NAACP chairman Julian Bond criticized the nation's electoral process and the Bush administration in his address at the 24th annual Martin Luther King Jr. Memorial Convocation January 30.
Bond, 68, also touched on his time as a student of King's at Morehouse College in Atlanta, Ga., the turbulent civil rights era that led to the passage of the 1964 Civil Rights Act, erosion of affirmative action policies, the current presidential nomination race, and more during his 45-minute talk before 1,100 people at the Civic Auditorium in Santa Cruz.
He had the audience laughing when he started off by mischievously claiming to have been the source of perhaps King's most famous quote.
He recalled how he and King were walking together at Morehouse College when he asked King how he was doing. King listed several civil rights issues that deeply concerned him and said, "I have a nightmare."
Bond admonished him to look at it more positively.
"No, don't you mean, 'I have a dream'?" said Bond, a smile twisting his lips. As the audience laughed, he said, "I'm sensing doubt."
The grandson of a man born into slavery, Bond helped found the Atlanta student sit-in and anti-segregation organization and the Student Nonviolent Coordinating Committee (SNCC) in 1960 while a student at Morehouse. As SNCC's communications director, he was active in protests and voter registration campaigns throughout the South.

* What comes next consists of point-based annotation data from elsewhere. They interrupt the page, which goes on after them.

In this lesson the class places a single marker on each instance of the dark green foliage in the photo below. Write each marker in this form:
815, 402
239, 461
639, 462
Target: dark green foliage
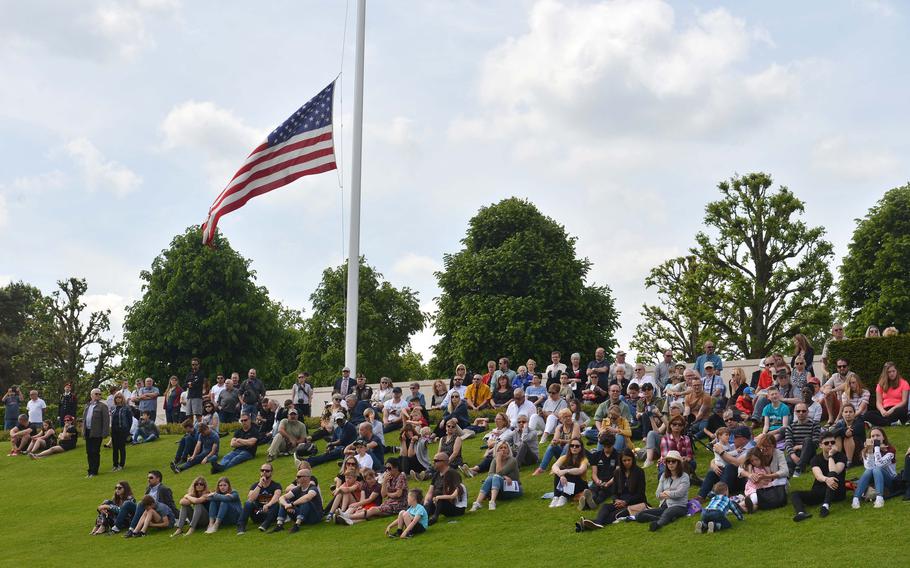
517, 289
868, 356
875, 275
203, 302
387, 318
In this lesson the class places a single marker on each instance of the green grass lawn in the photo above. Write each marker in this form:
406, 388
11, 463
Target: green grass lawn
48, 509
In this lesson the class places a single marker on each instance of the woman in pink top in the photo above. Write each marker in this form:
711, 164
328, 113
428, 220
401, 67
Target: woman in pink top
890, 398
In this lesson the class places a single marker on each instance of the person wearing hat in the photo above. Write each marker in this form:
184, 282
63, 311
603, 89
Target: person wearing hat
733, 456
291, 433
620, 363
344, 384
672, 493
708, 355
343, 435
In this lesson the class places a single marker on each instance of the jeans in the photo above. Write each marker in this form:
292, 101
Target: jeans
235, 457
226, 512
552, 452
308, 513
252, 510
881, 477
196, 461
719, 518
496, 482
663, 515
118, 445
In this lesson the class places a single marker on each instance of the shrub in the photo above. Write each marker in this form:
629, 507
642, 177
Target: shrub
868, 356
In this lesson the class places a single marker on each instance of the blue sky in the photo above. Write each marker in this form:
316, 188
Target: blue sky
121, 121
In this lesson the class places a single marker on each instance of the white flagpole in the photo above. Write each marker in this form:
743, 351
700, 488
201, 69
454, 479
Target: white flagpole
353, 298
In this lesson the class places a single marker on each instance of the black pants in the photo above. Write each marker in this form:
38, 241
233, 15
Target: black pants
874, 417
820, 493
118, 444
93, 452
663, 515
446, 508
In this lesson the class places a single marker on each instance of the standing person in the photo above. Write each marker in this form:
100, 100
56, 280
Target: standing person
195, 381
343, 385
172, 400
663, 369
96, 427
802, 348
251, 392
11, 402
67, 404
147, 398
708, 355
302, 395
35, 408
121, 422
890, 398
837, 334
829, 470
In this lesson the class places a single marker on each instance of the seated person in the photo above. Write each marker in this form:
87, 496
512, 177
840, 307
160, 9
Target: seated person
205, 451
243, 445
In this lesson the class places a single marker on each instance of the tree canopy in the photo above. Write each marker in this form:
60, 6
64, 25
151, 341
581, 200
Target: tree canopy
759, 276
387, 318
874, 287
204, 302
517, 289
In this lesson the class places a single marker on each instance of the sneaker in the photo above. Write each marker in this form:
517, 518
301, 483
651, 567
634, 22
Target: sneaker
589, 524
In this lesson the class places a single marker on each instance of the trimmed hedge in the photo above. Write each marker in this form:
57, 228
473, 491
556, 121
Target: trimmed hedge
868, 356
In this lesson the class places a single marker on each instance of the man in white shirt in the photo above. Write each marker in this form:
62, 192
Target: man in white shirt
35, 408
521, 405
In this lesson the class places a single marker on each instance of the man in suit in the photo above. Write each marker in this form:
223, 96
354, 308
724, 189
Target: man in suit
344, 385
96, 427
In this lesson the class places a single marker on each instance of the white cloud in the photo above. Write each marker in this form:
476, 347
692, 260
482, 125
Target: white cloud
218, 134
842, 157
100, 173
96, 30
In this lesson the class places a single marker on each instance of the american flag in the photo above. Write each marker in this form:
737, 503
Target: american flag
300, 146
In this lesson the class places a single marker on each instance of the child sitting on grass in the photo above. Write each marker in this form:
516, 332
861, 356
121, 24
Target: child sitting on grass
714, 515
411, 521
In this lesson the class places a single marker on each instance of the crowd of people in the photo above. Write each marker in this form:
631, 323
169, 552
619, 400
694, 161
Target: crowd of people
758, 434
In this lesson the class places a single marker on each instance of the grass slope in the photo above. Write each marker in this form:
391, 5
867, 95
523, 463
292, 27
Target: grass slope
48, 511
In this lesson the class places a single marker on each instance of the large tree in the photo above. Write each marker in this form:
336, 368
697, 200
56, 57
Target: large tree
761, 274
387, 317
204, 302
61, 339
678, 321
875, 283
517, 289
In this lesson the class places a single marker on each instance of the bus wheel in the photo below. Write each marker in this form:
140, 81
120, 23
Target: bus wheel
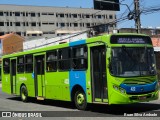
24, 93
80, 100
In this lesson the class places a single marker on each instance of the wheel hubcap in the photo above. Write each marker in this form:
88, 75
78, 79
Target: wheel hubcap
80, 98
23, 95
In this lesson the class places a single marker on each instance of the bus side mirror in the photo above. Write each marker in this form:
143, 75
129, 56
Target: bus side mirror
109, 65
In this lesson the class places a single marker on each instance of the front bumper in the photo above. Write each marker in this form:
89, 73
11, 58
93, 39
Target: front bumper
119, 98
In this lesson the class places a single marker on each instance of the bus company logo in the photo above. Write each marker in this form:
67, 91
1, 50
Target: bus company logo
22, 78
6, 114
142, 89
133, 88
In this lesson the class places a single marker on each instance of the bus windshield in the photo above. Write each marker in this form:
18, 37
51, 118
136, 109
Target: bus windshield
129, 61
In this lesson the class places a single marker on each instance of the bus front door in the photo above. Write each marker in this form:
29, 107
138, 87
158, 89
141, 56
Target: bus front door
39, 76
98, 72
13, 76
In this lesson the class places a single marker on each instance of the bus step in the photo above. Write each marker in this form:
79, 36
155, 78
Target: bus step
100, 103
40, 98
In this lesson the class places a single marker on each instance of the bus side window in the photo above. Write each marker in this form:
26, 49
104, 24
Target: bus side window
29, 63
6, 66
51, 61
79, 58
20, 64
64, 59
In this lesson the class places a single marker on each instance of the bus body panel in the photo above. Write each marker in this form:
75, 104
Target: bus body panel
59, 84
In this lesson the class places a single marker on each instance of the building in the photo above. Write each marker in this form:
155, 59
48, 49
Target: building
148, 31
10, 43
30, 21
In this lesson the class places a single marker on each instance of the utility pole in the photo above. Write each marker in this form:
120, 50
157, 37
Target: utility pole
137, 16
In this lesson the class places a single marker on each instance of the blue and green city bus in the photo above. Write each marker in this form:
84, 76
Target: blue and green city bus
107, 69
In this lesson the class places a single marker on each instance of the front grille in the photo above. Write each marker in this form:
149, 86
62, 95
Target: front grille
137, 97
139, 81
140, 93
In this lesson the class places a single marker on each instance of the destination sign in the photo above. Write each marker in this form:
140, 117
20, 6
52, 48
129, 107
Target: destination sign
128, 39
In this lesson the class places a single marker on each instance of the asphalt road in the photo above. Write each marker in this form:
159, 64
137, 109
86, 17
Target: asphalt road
66, 110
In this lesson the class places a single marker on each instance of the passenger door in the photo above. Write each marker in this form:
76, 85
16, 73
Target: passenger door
39, 75
13, 76
98, 72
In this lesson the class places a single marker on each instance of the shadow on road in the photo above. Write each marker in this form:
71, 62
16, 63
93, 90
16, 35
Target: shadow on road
99, 108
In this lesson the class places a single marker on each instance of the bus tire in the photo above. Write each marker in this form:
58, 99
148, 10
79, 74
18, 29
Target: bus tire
24, 93
80, 100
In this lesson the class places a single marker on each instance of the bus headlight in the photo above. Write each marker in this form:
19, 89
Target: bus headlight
115, 87
121, 90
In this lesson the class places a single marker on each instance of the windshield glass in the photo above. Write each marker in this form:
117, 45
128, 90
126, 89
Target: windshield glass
127, 61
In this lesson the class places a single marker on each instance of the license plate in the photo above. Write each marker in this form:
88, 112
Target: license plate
142, 97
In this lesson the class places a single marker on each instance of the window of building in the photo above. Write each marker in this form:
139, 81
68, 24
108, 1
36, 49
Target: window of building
17, 13
20, 64
10, 23
79, 58
38, 14
24, 24
1, 23
27, 24
23, 13
1, 33
44, 14
51, 61
7, 23
75, 24
80, 16
1, 13
10, 13
17, 24
33, 24
62, 24
61, 15
87, 16
64, 59
19, 33
39, 24
34, 35
106, 17
110, 17
6, 66
27, 14
51, 23
7, 14
74, 15
45, 23
50, 13
24, 33
67, 24
29, 63
99, 16
88, 24
33, 14
66, 15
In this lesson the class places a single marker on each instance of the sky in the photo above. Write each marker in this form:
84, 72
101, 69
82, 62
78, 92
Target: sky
149, 20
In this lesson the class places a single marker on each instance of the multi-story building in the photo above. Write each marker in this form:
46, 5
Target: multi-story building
29, 21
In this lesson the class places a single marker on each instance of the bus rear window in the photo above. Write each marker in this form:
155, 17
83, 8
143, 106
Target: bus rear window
131, 39
6, 66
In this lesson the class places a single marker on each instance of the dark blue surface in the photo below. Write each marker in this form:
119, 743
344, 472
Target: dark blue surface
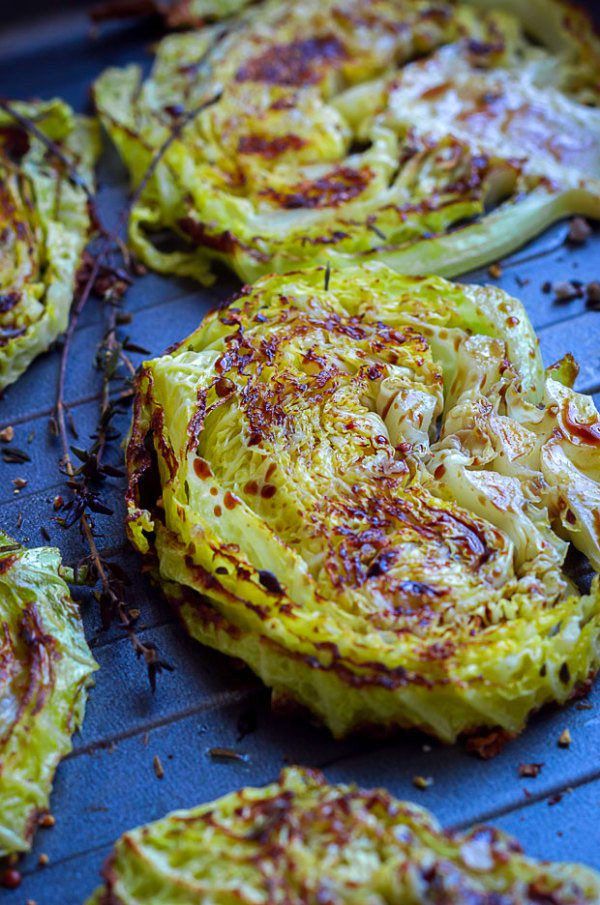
108, 783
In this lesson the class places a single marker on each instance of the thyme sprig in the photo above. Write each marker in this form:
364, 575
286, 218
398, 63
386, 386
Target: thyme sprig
106, 272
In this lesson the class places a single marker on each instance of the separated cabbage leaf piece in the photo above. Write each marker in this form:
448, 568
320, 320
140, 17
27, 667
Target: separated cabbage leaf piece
374, 483
45, 669
303, 841
434, 137
44, 227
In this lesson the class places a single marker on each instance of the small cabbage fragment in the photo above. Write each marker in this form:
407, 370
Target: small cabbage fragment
366, 490
301, 840
45, 669
433, 139
44, 228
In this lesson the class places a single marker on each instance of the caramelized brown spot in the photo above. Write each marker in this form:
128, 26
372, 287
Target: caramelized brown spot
224, 387
230, 501
588, 433
202, 468
335, 188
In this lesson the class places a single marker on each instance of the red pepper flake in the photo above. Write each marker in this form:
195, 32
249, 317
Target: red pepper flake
530, 771
202, 468
489, 745
579, 231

Elected in 1965 to the Georgia House of Representatives, Bond was prevented from taking his seat by members who objected to his opposition to the Vietnam War. He was re-elected to his own vacant seat and un-seated again, and was finally seated only after a third election and a unanimous decision of the United States Supreme Court.
He is a distinguished professor at American University in Washington, D.C., and a professor in history at the University of Virginia. He has served since 1998 as chairman of the National Association for the Advancement of Colored People (NAACP), the oldest and largest civil rights organization in the United States, and he continues to write and lecture about the history of the civil rights movement and the condition of African Americans and the poor.
In 2002, he received the National Freedom Award.
UC Santa Cruz officials expressed their pleasure at Bond's presence at the event in their opening remarks.
"I'm delighted a person of the national eminence of Julian Bond has agreed to be our speaker this evening," said Chancellor George Blumenthal.
"History is race," said Bond after the crowd's laughter subsided following his opening story, reciting a litany of charged words: slaveholders, Civil War, Jim Crow, Ku Klux Klan, and Jena.
And yet, he said, the spirit of Martin Luther King, Jr. is especially evident this year, with a black man, a woman, and only one white male running for the presidential nomination of the Democratic party.
But the election system in this country is broken, said Bond, tall, with white hair, a distinguished bearing, and a deep orator's voice. He denounced the weight and importance given to the Iowa caucuses and New Hampshire primary, saying those states are mostly white and don't represent an accurate picture of the nation.
"Front-loading is good for washing machines," said Bond, "but terrible for elections."
Bond has been a critic of the Bush administration since it began, and he had strong words for the president again Wednesday night, saying, "we're going to speak truth to power until they leave town."
"President Bush said he wanted to be a uniter. It took him seven years, but boy, has he succeeded," said Bond. "He has united Americans around a desire for change. He has united Americans in our anxiety about our economic well-being and whether, perchance, the American dream is over; about an unpopular war of choice; and about America's reduced standing in the world."
Bond called the Iraq War "such an abomination it's almost beyond mention" and cited statistics illustrating the disparity in economic well-being between blacks and whites.
Affirmative action is under attack not because it failed but because it succeeded, he said, and it must be restored.
"We have a long and honorable tradition of social justice in this country," said Bond. "If we act together, we can overcome."
Also at the event, organizers paid tribute to the memory of the late Tony Hill, the prominent local community activist and longtime member of the convocation planning committee who died in August at 62.
Hill's friend, George Ow Jr., and his widow, Melanie Stern-Hill, announced the establishment of the annual Tony Hill Award, to be given at each Martin Luther King Jr. Memorial Convocation to a person who exemplifies Hill's life and work in the community.